F1 returns to Japan for the first time since 2019 this weekend with Max Verstappen almost certain to win the title.
Winning 11 out of the 17 races ran this season has all but given Max the chance to win the title in Suzuka this weekend (bar a few minor permutations). This has led to various questions being thrown around the paddock as to how the title is due to be decided so early this year in comparison to previous seasons.
Where did Ferrari’s early season dominance go to?
With Ferrari driver Charles Leclerc leaving Australia with a 43-point lead over Verstappen most thought the F1-75s had better speed and better lightness compared to the heavy and unreliable RB18 at this stage of the season. The season was decidedly to be Ferrari’s year. However, by the time F1 had reached its three-week summer holiday the Scuderia’s title challenge was in tatters.
A mixture of poor engine reliability and poor strategy left Charles with only one win and a podium out of a possible 12 races.
Although this did pick up post-summer break with three podiums the title was already over. This left the team at Maranello wondering where it went wrong for them as well as a lot of questions to answer about whether they are going to turn a quick car into a title-winning car for 2023.
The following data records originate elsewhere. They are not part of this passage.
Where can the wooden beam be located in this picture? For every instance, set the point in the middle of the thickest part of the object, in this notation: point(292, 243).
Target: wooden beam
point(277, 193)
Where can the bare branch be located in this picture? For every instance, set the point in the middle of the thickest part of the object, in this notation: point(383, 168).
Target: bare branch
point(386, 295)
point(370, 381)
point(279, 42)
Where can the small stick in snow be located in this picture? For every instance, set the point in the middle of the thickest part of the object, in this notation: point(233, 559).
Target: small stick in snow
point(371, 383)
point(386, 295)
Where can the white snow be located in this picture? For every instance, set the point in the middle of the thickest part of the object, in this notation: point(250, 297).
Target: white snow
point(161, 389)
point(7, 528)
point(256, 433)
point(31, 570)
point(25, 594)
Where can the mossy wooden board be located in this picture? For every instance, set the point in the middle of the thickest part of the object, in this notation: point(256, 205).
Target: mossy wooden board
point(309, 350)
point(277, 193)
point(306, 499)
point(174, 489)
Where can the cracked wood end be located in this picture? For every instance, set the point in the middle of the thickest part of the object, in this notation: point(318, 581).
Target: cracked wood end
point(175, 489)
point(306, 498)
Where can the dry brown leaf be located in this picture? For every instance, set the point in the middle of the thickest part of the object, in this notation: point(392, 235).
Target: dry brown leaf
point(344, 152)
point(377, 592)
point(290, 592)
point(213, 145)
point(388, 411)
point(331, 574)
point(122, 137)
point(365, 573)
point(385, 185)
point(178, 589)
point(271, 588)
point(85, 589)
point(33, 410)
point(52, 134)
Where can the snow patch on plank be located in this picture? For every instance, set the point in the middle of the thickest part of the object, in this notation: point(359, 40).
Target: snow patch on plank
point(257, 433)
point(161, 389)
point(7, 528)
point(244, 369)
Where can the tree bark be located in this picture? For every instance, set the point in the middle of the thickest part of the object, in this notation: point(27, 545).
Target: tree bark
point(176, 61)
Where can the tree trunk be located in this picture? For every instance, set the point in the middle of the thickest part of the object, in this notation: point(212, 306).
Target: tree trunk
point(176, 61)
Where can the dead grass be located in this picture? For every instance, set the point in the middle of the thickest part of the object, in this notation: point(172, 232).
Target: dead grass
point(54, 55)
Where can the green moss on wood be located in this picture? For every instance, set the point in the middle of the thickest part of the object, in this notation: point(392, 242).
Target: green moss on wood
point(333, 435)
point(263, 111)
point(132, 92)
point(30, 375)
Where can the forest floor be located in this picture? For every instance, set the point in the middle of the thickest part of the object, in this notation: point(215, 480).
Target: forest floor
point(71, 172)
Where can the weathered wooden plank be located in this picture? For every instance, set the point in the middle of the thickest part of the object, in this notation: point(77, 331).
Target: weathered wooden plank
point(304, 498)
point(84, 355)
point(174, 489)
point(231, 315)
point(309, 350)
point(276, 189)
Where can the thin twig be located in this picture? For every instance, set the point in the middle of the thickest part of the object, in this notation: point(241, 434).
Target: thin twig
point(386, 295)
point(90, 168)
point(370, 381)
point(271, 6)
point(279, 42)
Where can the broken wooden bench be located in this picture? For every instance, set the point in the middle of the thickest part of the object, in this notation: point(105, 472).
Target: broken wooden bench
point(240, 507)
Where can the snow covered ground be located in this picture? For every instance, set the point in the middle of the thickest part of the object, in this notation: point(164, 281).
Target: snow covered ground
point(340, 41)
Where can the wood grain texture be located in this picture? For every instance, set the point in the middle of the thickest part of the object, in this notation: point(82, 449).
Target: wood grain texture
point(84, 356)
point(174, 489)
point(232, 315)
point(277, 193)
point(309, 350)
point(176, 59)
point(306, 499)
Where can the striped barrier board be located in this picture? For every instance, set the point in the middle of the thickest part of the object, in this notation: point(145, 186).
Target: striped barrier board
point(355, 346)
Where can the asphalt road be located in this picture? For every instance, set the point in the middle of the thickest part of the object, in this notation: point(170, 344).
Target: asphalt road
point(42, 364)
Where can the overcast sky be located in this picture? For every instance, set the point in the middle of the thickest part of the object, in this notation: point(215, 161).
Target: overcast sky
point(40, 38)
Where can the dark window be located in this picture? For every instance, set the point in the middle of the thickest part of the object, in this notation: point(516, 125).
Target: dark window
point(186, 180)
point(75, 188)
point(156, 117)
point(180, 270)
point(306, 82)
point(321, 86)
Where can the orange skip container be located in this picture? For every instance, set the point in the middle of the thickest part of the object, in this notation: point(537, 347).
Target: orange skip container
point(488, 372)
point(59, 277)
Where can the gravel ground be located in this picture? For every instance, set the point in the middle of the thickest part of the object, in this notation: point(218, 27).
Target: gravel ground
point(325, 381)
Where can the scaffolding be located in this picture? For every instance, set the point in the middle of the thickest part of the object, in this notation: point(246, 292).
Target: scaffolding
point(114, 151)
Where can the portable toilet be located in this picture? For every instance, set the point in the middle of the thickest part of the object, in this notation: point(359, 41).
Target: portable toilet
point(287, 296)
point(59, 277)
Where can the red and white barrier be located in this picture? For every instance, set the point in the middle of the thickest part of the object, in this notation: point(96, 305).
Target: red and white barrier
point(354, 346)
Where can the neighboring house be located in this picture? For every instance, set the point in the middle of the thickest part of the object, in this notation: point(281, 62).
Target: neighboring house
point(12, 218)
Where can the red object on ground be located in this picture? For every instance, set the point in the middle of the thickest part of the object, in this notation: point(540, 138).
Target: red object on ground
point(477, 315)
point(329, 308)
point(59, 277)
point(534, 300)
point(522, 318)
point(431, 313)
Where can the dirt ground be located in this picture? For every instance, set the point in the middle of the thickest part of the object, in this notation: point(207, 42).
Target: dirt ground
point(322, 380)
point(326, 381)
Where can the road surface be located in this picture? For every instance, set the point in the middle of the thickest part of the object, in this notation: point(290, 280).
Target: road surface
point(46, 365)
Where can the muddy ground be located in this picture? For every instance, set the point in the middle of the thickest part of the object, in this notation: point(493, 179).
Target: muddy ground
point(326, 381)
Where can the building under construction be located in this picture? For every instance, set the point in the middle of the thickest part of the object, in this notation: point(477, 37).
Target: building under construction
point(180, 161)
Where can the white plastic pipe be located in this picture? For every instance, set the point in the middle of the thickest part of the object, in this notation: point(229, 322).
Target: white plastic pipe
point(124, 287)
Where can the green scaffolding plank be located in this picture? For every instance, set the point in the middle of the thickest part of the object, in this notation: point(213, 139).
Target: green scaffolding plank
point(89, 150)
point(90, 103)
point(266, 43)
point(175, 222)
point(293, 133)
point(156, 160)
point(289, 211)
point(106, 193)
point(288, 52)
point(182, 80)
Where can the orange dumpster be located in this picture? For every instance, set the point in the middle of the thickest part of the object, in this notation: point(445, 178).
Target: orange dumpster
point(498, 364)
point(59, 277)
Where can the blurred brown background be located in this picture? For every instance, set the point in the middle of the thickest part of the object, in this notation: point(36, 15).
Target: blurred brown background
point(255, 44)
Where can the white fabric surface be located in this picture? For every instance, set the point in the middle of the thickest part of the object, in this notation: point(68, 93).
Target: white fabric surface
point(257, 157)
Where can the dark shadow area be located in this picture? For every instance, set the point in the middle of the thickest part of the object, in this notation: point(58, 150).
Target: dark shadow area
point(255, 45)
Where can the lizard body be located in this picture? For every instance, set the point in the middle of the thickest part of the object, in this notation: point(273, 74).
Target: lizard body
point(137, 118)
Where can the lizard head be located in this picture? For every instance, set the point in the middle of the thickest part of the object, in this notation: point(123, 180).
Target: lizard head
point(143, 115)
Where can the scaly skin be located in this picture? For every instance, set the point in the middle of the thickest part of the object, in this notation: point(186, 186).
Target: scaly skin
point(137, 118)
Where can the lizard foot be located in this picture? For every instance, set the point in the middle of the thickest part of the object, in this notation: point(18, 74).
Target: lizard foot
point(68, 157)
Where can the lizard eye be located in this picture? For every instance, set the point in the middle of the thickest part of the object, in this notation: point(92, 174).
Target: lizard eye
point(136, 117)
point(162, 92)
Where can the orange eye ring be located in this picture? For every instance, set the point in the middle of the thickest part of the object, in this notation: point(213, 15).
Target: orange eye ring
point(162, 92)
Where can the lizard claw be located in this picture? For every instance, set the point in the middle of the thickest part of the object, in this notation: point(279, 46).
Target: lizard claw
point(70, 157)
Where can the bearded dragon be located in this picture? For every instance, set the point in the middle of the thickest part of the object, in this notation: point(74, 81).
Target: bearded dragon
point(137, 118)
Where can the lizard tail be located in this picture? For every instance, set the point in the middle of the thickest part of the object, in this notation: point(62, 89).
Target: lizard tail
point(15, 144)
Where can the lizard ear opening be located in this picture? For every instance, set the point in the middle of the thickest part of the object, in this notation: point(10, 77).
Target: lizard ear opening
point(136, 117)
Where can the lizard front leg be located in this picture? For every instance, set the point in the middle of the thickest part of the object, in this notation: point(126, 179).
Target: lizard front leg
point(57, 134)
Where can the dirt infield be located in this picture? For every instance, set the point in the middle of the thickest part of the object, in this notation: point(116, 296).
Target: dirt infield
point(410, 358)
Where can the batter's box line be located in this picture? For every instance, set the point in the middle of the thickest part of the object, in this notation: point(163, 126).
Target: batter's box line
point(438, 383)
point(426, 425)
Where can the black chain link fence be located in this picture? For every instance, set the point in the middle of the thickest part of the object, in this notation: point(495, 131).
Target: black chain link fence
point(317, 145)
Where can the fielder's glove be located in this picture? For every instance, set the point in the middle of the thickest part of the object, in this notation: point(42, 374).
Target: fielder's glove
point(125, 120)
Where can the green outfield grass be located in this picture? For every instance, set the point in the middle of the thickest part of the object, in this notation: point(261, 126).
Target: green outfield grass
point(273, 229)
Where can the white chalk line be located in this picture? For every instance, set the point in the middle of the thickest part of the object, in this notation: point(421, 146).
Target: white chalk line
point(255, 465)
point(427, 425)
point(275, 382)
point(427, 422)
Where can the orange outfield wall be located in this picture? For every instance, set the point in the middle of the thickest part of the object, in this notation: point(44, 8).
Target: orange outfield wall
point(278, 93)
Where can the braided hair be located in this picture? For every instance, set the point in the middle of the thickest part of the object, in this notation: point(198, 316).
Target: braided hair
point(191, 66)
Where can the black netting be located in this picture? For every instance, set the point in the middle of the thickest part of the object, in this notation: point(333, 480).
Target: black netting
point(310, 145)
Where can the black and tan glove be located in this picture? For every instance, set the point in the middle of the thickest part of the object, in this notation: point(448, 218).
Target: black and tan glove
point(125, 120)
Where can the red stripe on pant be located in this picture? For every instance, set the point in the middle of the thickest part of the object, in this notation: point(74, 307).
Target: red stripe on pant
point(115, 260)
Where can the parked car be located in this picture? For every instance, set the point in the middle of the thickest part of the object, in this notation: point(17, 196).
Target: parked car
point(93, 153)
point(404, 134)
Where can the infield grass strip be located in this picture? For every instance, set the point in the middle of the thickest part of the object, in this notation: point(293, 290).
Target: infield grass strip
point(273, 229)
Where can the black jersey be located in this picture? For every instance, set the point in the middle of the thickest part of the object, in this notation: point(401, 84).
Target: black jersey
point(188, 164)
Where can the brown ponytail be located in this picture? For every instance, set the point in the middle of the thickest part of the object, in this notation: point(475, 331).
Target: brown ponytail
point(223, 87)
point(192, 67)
Where was Mercedes and the much-hyped W13?
Eight times constructor’s champion Mercedes looked to dominate in 2022 after the controversial end to 2021. However, the unusual zero pods design from James Allison (technical chief) gave Mercedes a troublesome car that has left them winless as a team for the first time since the 2011 season.
The car was the worst on the grid when it came to the issue of porpoising, as well as struggling to heat its tires to an optimal temperature, again due to the zero pods package. There have been interesting highlights for Mercedes with 12 podiums and a shock pole position for George Russell in Hungary.
The only hope for Mercedes in 2023 is that they either find a breakthrough with their design concept or move to the more conventional design used by other teams if they are set to deliver Lewis Hamilton his eighth world title.
How has Red Bull come from an unreliable start to the dominance that they have now?
Entering the season post testing Red Bull and the paddock both knew while Adrian Newey had once again worked his magic with a set of new regulations the Red Bull was heavier than Ferrari and needed some weight loss if it was to be consistently beat Ferrari and that along with some horrible reliability from the Honda prepared/Red Bull-maintained engine got people thinking Red Bull would be on the back foot throughout the season.
However, luck and hard work from Red Bull’s technical team delivered a fast reliable, and consistent car that gave Verstappen and Sergio Perez the chance to dominate from the first European and sprint weekend of the season in Imola to this weekend in Japan, bar an off the weekend at Silverstone and a second place in Austria.
This is reminiscent of the 2013 season in which the RB9 delivered Sebastian Vettel 13 wins and nine straight wins.
Verstappen will become a two-time world champion this weekend at their engine partner Honda’s home circuit and therefore leave a paddock asking can any other team stop them with a quicker car or will next year’s RB19 take turn in form?